Liputan6.com, Ludwigshafen - Raja Bansah atau Togbe Ngoryifia Céphas Kosi Bansah memerintah wilayah tradisional Gbi di Hohoe, Ghana.
Rakyatnya hanya terdiri atas 200 ribu orang. Namun, pria itu juga menjadi tetua dan pemimpin spiritual masyarakat Ewe. Itu berarti, ia menjadi panutan sekitar 2 juta orang di Togo.
Namun, sang raja tak tinggal di Ghana atau Togo. Ia menetap di Ludwigshafen, Jerman. Di rantau, ia menjalani kehidupan ganda.
Baca Juga
Apa kehidupan keduanya? Sebagai mekanik di bengkel.
Pada 1970, Céphas Bansah -- demikian ia akrab dipanggil -- dikirim ke Jerman oleh kakeknya yang menjabat sebagai raja di Hohoe. Di Bundesrepublik Deutschland ia belajar menjadi mekanik.
Saat studinya berakhir, Bansah telanjur betah. Ia memutuskan untuk tinggal. Di Jerman, ia akhirnya membuka bengkel, menikah dengan gadis setempat, menjalani kehidupan yang tenang dan bahagia.
Advertisement
Suatu hari, pada tahun 1987, lembaran faks dari Ghana mengubah hidupnya.
Tertera dalam kertas itu, sang kakek mangkat. Ayah dan kakak tertuanya tak berhak mewarisi takhta. Alasannya, keduanya kidal -- yang dianggap 'tak suci' oleh masyarakat Ewe.
Mau tak mau, Bansah harus menjadi raja. Pria yang kini berusia 67 tahun itu menerimanya dengan alasan ingin berpartisipasi meningkatkan kesejahteraan dan perkembangan rakyatnya. Namun, pria itu tak mau pulang.
Maka setiap harinya, ia bekerja dari pukul 09.00 - 17.00 di bengkel, sebagai mekanik yang memperbaiki mobil. Sementara, ia menjalankan roda kerajaannya lewat telepon, email, dan belakangan Skype.

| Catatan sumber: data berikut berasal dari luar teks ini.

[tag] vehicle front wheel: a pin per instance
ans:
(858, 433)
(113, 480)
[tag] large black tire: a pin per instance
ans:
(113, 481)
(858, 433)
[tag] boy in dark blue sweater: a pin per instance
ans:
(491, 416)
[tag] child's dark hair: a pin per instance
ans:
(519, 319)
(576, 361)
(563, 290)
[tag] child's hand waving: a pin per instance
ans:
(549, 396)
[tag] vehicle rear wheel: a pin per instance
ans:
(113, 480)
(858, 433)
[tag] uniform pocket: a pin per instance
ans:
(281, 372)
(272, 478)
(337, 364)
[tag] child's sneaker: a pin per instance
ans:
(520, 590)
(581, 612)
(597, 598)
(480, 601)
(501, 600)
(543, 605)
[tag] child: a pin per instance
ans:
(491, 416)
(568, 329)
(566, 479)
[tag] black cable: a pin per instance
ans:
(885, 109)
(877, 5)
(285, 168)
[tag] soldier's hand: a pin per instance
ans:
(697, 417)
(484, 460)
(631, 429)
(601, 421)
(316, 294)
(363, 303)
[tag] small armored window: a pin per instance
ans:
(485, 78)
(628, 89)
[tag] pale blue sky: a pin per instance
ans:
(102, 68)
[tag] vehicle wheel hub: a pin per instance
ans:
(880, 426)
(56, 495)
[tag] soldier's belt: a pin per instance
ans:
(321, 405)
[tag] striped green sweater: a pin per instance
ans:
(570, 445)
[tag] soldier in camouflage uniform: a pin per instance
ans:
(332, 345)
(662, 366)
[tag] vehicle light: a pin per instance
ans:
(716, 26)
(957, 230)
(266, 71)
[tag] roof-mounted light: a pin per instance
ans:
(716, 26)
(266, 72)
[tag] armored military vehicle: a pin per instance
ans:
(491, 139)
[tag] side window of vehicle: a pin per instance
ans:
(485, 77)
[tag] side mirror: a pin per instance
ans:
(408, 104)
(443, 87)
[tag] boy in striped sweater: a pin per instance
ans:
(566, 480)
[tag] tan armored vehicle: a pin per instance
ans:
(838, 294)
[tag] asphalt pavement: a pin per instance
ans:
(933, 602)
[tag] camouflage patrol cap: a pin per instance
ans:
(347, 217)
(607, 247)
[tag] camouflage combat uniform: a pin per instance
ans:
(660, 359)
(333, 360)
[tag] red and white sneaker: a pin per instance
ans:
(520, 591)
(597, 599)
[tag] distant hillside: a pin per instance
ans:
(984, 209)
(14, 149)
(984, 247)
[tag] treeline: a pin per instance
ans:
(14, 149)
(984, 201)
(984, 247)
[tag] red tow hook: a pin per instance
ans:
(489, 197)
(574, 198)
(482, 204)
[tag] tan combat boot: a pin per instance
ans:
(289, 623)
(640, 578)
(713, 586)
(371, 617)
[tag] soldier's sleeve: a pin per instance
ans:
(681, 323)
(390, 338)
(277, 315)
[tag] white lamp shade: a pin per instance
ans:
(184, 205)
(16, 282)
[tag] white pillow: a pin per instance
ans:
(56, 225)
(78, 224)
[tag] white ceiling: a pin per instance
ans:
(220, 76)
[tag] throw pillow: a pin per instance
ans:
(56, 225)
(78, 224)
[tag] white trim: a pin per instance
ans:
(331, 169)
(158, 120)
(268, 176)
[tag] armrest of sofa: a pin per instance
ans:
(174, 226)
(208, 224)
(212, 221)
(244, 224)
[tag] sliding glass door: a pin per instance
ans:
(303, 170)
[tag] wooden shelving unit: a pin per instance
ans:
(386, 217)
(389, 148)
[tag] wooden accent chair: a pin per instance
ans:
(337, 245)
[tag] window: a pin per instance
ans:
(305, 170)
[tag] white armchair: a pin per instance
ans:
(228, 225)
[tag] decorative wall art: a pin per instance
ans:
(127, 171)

Seperti dikutip dari Vice, Raja Bansah pergi ke Ghana, beberapa kali dalam setahun. Sering kali, kepulangannya yang sementara disertai istrinya yang berasal dari Jerman, Gabriele.
Perjalanan jauh ditempuh agar ia bisa menampung aspirasi rakyatnya.
Meski Ghana menganut sistem pemerintahan yang demokratis sejak 1992, para raja tradisional tetap memiliki peran penting sebagai mediator dan pengurus banyak hal.
Raja Bansah membangun sejumlah sekolah, jembatan, dan sumur. Ia juga mendonasikan pompa air dan kendaraan bagi rakyatnya.
Untuk mengumpulkan dana, ia tak canggung menjadi penyanyi, tampil di televisi, dan acara-acara publik di Jerman.
Bansah juga menjual bir produksinya sendiri, Akosombo -- meski ia tak pernah menenggak alkohol dalam hidupnya.
Seorang fotografer Jerman, Christina Czybik menghabiskan waktu sehari bersama sang raja yang unik itu, mengabadikan kesehariannya melalui lensa kamera.
"Percampuran budaya yang dijalaninya sungguh menarik. Bansah mengatakan kepada saya, rakyat Ghana sangat religius," kata Czybik, seperti dikutip dari Daily Mail, Kamis (7/4/2016).
"Mayoritas dari mereka adalah Kristen, namun banyak yang juga masih menganut Voodoo. Tapi bukan dalam arti negatif."
Raja Bansah punya kuil Voodoo kecil di ruang tengahnya. Di sana ada semacam tanda buatan tangan yang di atasnya tertera tulisan.
"Semoga Michael Schumacher segera pulih," demikian kalimat yang tertera di sana.
Sang raja juga mengundang Czybik menyertainya ke Ghana dalam kunjungan berikutnya September mendatang. Ajakan tersebut tentu disambut gembira. "Saya sudah memesan tiket pesawat ke sana," kata fotografer perempuan itu.